From: Brian Foster <bfoster@redhat.com>
To: Alex Lyakas <alex@zadarastorage.com>
Cc: linux-xfs@vger.kernel.org, Dave Chinner <david@fromorbit.com>,
Shyam Kaushik <shyam@zadarastorage.com>,
Yair Hershko <yair@zadarastorage.com>
Subject: Re: [RFC - PATCH] xfs: hold xfs_buf locked between shortform->leaf conversion and the addition of the first attribute
Date: Mon, 7 Aug 2017 13:59:29 -0400 [thread overview]
Message-ID: <20170807175928.GB49072@bfoster.bfoster> (raw)
In-Reply-To: <CAOcd+r2=tfvHuH=EE3j9y2w9KT42k9_HXdjUzB+4jCnd4KQx+Q@mail.gmail.com>
On Mon, Aug 07, 2017 at 08:00:46PM +0300, Alex Lyakas wrote:
> Hello Brian,
>
> Thanks for the review.
>
> On Mon, Aug 7, 2017 at 6:16 PM, Brian Foster <bfoster@redhat.com> wrote:
> > On Mon, Aug 07, 2017 at 03:54:03PM +0300, Alex Lyakas wrote:
> >> The new attribute leaf buffer is not held locked across the transaction roll
> >> between the shortform->leaf modification and the addition of the new entry.
> >> As a result, the attribute buffer modification being made is not atomic
> >> from an operational perspective.
> >> Hence the AIL push can grab it in the transient state of "just created"

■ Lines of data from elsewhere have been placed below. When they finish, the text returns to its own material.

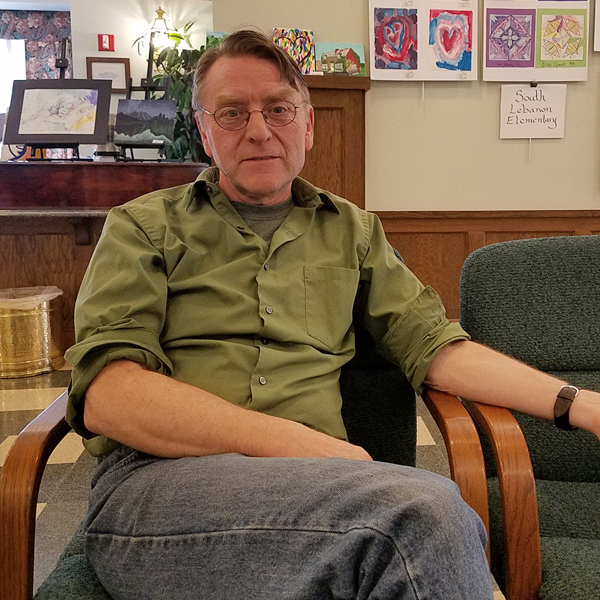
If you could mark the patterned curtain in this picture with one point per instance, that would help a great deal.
(43, 33)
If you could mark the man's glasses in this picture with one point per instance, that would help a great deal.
(233, 118)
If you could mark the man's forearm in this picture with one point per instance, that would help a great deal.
(164, 417)
(478, 373)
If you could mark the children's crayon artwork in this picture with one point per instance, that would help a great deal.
(423, 39)
(340, 59)
(536, 40)
(510, 38)
(299, 44)
(395, 43)
(451, 39)
(562, 36)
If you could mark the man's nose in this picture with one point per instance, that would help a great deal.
(257, 128)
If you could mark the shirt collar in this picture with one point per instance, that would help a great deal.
(304, 193)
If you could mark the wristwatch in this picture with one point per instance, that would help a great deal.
(562, 406)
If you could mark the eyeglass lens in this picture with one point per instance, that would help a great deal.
(276, 114)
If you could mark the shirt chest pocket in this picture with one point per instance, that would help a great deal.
(330, 294)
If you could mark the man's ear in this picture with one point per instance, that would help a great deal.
(310, 129)
(205, 142)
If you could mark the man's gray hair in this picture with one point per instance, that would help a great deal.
(247, 42)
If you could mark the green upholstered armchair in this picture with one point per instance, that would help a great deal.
(380, 414)
(539, 301)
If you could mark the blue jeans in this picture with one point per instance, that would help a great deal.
(232, 527)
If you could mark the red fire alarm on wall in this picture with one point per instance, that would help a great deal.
(106, 42)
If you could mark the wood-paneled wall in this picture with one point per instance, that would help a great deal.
(434, 245)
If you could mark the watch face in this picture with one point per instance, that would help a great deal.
(568, 391)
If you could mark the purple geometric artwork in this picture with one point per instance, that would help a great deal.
(510, 35)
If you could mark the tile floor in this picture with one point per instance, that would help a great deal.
(63, 495)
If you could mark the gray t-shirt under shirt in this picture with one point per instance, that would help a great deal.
(264, 220)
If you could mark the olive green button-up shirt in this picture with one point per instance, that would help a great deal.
(179, 283)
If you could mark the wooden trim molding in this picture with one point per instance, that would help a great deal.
(435, 244)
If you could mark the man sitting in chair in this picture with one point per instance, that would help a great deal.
(211, 326)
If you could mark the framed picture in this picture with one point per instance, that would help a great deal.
(114, 69)
(54, 112)
(145, 123)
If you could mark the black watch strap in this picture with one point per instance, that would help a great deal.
(562, 406)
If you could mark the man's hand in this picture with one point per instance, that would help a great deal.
(164, 417)
(478, 373)
(306, 442)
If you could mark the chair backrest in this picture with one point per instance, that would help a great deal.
(538, 300)
(379, 405)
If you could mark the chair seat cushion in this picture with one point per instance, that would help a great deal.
(570, 569)
(73, 578)
(569, 515)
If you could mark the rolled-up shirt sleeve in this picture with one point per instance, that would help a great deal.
(120, 309)
(407, 320)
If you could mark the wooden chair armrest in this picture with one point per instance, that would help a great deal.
(19, 486)
(520, 525)
(465, 456)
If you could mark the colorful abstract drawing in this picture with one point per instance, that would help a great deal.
(299, 44)
(451, 39)
(395, 38)
(510, 38)
(561, 38)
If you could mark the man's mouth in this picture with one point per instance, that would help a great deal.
(259, 158)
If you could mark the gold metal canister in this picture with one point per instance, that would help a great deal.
(30, 337)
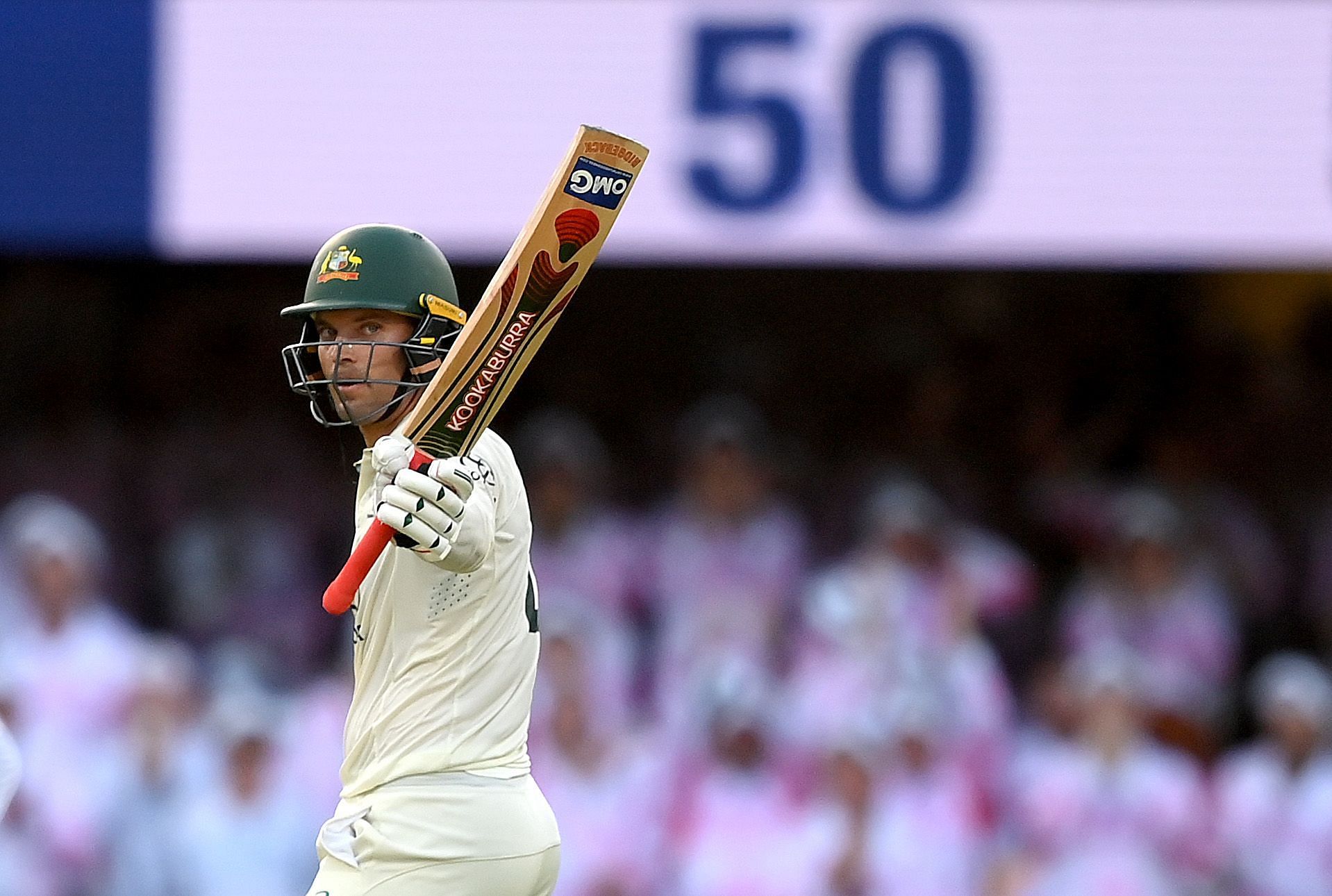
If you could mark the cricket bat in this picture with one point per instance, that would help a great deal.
(524, 300)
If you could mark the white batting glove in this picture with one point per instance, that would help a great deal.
(431, 508)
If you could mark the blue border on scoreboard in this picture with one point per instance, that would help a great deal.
(75, 126)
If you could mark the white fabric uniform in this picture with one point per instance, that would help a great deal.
(436, 768)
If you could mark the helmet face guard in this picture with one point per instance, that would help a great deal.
(306, 374)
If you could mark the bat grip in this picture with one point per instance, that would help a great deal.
(341, 592)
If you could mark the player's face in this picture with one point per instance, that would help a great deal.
(349, 363)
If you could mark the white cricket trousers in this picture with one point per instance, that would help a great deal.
(517, 877)
(441, 835)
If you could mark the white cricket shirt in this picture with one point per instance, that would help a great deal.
(445, 662)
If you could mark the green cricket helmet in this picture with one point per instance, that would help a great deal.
(377, 267)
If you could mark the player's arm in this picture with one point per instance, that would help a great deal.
(447, 518)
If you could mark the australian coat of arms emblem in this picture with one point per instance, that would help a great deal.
(340, 264)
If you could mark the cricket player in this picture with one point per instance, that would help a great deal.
(438, 797)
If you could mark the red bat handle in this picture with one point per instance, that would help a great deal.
(341, 592)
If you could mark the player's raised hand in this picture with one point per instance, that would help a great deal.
(431, 508)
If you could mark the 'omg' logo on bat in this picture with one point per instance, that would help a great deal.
(599, 184)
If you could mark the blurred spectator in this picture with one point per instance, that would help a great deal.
(1275, 795)
(581, 550)
(1158, 599)
(588, 656)
(1233, 534)
(236, 569)
(902, 608)
(602, 782)
(244, 832)
(11, 768)
(1110, 813)
(926, 833)
(742, 830)
(310, 740)
(69, 663)
(726, 556)
(169, 759)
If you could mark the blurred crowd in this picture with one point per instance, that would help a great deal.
(919, 708)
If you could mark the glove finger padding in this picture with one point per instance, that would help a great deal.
(426, 512)
(451, 473)
(431, 541)
(429, 490)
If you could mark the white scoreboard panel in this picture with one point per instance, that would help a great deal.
(975, 132)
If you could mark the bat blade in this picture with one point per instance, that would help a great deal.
(531, 289)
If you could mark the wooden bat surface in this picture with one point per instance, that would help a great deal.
(531, 289)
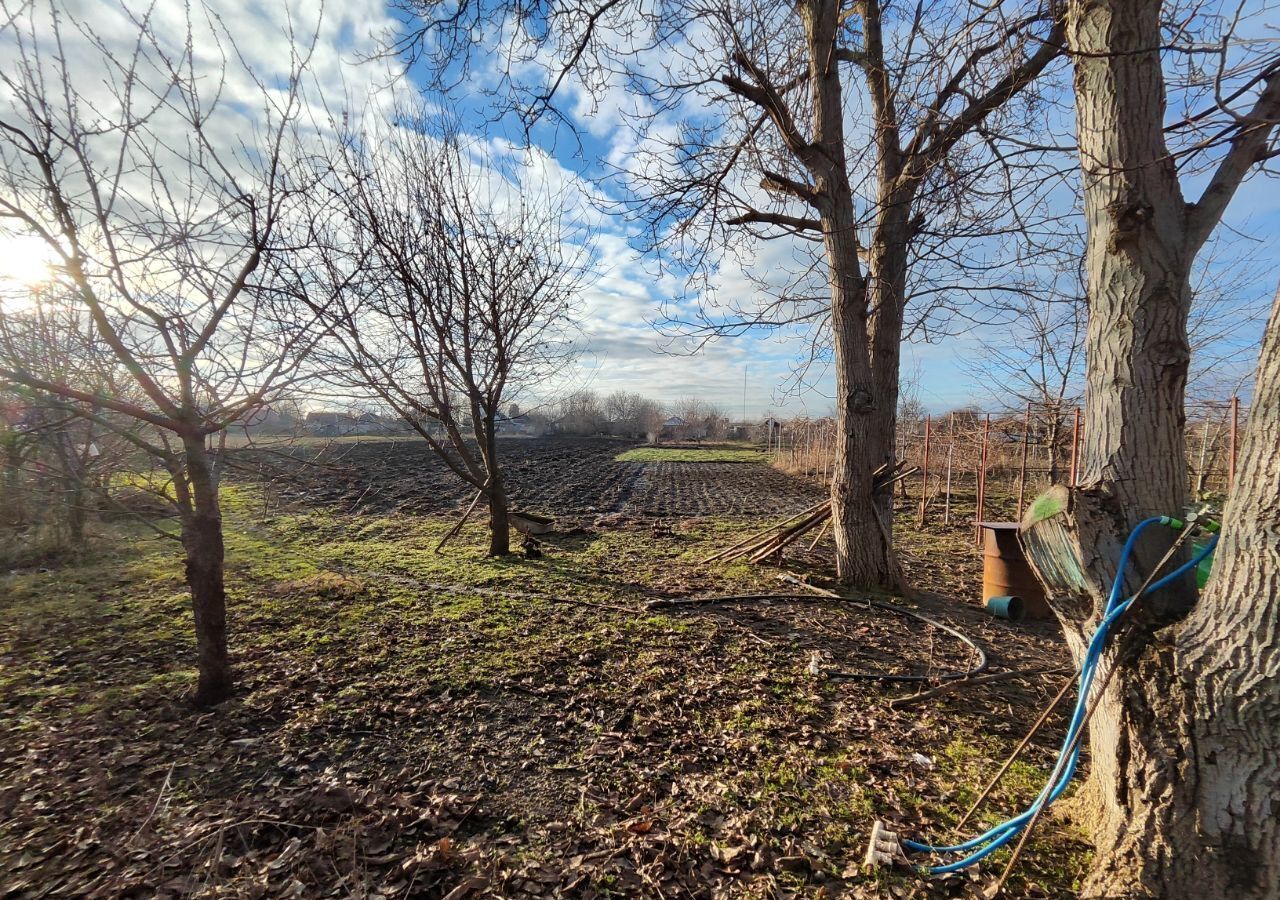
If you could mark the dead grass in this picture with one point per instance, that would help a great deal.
(417, 723)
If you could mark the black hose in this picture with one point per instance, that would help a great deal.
(981, 666)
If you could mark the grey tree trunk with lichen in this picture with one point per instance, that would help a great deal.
(1168, 817)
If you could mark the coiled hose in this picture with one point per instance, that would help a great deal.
(1069, 754)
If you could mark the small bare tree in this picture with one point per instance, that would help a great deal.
(464, 291)
(1038, 359)
(860, 129)
(176, 243)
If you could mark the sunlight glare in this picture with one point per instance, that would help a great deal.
(26, 261)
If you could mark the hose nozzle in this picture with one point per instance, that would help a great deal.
(883, 848)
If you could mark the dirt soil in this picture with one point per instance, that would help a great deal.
(562, 476)
(420, 725)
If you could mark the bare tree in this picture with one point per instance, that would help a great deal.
(854, 128)
(1143, 238)
(172, 246)
(581, 412)
(465, 286)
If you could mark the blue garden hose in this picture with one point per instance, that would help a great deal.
(1069, 754)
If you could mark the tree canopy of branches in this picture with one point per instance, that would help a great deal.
(862, 128)
(179, 254)
(464, 287)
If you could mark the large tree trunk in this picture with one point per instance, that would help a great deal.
(1133, 465)
(864, 437)
(202, 539)
(865, 351)
(1142, 242)
(1203, 817)
(499, 524)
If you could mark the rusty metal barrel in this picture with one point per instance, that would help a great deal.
(1005, 571)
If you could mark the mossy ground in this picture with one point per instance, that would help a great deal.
(521, 726)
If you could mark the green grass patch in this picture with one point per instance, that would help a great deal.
(690, 455)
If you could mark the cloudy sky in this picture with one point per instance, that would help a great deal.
(632, 291)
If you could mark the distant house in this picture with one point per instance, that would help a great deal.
(680, 429)
(513, 424)
(269, 420)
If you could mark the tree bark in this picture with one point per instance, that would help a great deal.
(1143, 238)
(1205, 821)
(1133, 466)
(496, 489)
(865, 351)
(202, 540)
(499, 522)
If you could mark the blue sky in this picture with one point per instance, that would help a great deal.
(624, 348)
(627, 352)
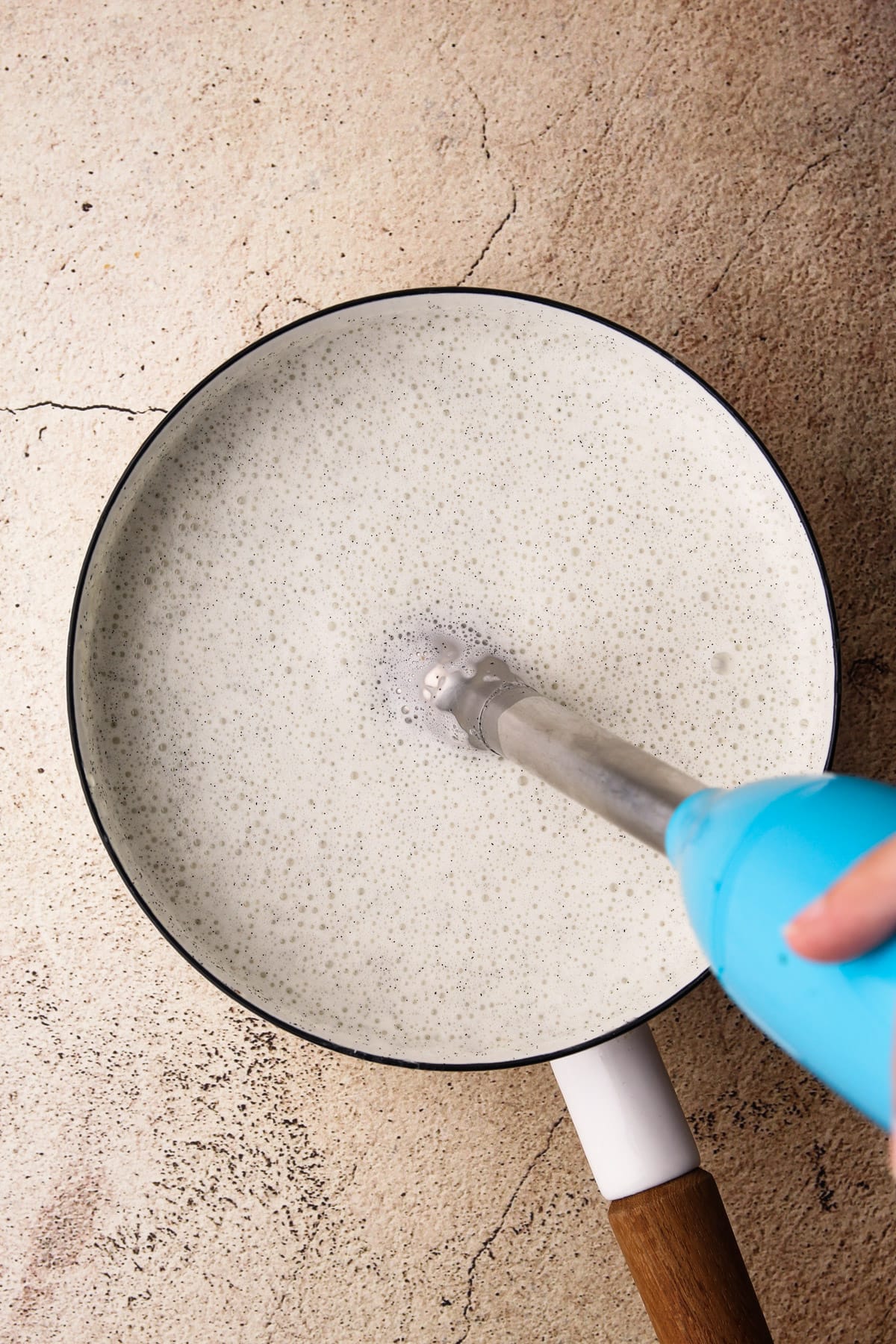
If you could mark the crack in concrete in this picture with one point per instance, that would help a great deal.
(798, 179)
(484, 134)
(762, 222)
(97, 406)
(492, 237)
(489, 1239)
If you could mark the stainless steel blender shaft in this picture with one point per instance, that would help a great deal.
(602, 772)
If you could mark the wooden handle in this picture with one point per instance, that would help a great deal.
(687, 1263)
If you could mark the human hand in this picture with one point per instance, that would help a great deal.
(852, 917)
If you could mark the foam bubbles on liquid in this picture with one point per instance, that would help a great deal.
(514, 477)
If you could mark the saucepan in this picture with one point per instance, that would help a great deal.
(514, 475)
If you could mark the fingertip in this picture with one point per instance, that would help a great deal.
(800, 933)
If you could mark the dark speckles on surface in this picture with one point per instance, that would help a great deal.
(453, 463)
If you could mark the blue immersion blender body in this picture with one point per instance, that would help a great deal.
(748, 860)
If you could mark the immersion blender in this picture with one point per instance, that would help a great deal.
(748, 859)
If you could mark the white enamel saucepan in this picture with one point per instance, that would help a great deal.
(534, 482)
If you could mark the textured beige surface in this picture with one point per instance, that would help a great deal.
(178, 181)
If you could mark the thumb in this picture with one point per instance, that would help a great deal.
(853, 915)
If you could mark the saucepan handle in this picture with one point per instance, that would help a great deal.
(665, 1211)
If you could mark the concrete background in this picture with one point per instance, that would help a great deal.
(179, 179)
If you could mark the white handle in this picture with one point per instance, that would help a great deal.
(626, 1113)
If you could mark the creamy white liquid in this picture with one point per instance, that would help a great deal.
(500, 470)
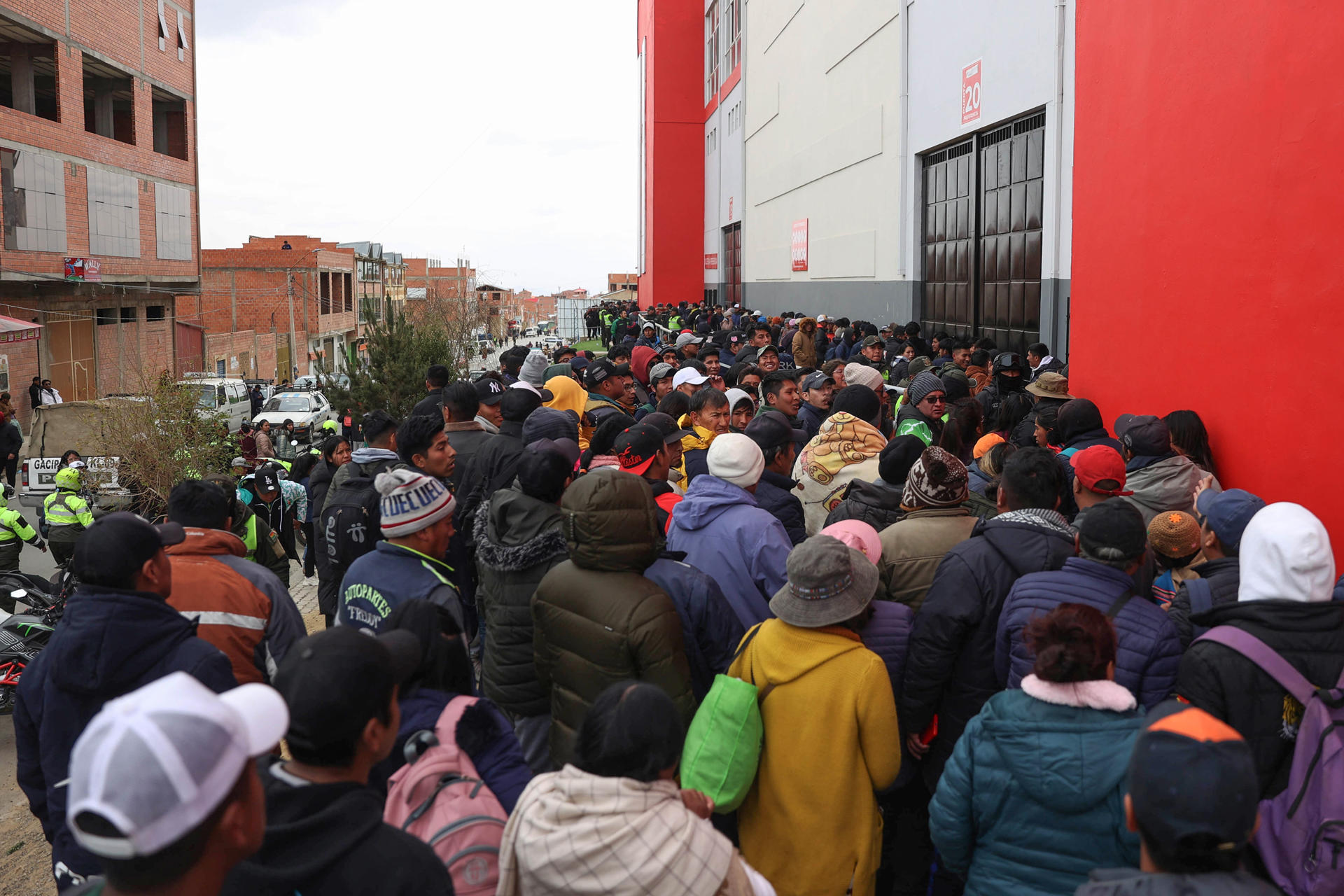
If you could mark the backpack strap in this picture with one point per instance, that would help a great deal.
(1265, 657)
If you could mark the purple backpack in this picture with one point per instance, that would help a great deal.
(1301, 833)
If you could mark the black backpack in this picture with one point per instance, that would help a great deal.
(350, 523)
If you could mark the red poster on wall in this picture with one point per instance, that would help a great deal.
(971, 93)
(799, 245)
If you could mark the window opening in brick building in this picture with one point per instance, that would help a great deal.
(109, 101)
(169, 124)
(113, 214)
(29, 71)
(172, 222)
(34, 197)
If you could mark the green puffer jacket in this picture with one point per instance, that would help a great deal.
(518, 542)
(597, 620)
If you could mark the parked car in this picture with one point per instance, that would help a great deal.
(307, 409)
(223, 394)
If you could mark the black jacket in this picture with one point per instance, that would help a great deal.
(951, 666)
(776, 493)
(518, 542)
(1230, 687)
(876, 504)
(108, 644)
(1224, 577)
(331, 840)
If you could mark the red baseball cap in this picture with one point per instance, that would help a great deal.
(1101, 469)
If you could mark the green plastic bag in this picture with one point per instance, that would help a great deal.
(723, 743)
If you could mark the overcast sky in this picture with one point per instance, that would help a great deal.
(504, 130)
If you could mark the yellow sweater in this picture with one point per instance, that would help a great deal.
(811, 821)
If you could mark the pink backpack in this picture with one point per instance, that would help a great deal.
(440, 798)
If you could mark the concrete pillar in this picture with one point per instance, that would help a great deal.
(20, 78)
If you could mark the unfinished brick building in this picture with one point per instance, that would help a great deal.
(99, 168)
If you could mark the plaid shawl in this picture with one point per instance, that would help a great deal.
(578, 833)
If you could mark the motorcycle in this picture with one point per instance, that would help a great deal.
(24, 634)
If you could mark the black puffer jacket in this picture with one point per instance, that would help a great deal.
(1230, 687)
(951, 671)
(1224, 577)
(597, 620)
(876, 504)
(518, 542)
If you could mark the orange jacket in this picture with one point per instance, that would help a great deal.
(239, 606)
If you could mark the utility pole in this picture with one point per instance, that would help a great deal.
(293, 335)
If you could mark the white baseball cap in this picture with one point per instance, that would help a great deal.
(159, 761)
(689, 375)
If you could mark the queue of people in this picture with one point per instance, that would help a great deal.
(746, 606)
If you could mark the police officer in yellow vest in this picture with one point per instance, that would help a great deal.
(67, 514)
(14, 532)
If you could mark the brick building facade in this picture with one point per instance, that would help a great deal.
(97, 162)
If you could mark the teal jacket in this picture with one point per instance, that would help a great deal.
(1032, 797)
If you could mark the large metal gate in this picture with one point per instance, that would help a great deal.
(983, 234)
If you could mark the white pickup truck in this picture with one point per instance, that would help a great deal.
(57, 429)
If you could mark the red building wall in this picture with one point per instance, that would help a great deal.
(673, 152)
(1208, 265)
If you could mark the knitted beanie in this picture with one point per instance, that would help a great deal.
(412, 501)
(937, 480)
(1174, 533)
(923, 384)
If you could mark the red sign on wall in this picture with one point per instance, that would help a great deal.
(971, 93)
(799, 245)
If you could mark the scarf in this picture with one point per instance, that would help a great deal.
(578, 833)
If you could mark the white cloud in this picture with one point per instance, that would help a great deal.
(510, 130)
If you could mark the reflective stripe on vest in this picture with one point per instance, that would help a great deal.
(59, 512)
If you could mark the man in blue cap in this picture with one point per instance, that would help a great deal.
(1222, 519)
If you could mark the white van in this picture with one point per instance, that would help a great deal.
(223, 394)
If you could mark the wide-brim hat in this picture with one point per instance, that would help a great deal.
(828, 583)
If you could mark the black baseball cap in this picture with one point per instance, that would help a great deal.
(772, 429)
(667, 426)
(638, 448)
(116, 546)
(1193, 776)
(489, 390)
(1113, 531)
(339, 679)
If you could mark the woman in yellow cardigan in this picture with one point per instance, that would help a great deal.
(811, 821)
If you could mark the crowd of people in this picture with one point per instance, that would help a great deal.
(741, 605)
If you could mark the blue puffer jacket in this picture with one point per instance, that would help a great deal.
(710, 629)
(726, 535)
(108, 644)
(1032, 797)
(1148, 650)
(483, 734)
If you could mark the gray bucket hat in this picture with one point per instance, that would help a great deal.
(828, 584)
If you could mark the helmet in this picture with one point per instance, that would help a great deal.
(69, 479)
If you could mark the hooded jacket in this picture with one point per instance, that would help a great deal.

> >> after the initial transaction is rolled, because the buffer has been
> >> released.
> >> This leads to xfs_attr3_leaf_verify() asserting that hdr.count is zero,
> >> treating this as in-memory corruption, and shutting down the filesystem.
> >>
> >> More info at:
> >> https://www.spinics.net/lists/linux-xfs/msg08778.html
> >>
> >
> > FYI.. I'm not sure how appropriate it is to use URLs in commit log
> > descriptions. Perhaps somebody else can chime in on that.
> I will get rid of it.
>
> >
> >> This patch is based on kernel 3.18.19, which is a long-term (although EOL)
> >> kernel.
> >> This is the reason it is marked as RFC.
> >>
> >
> > It's probably best to develop against the latest kernel, get the fix
> > right, then worry about v3.18 for a backport.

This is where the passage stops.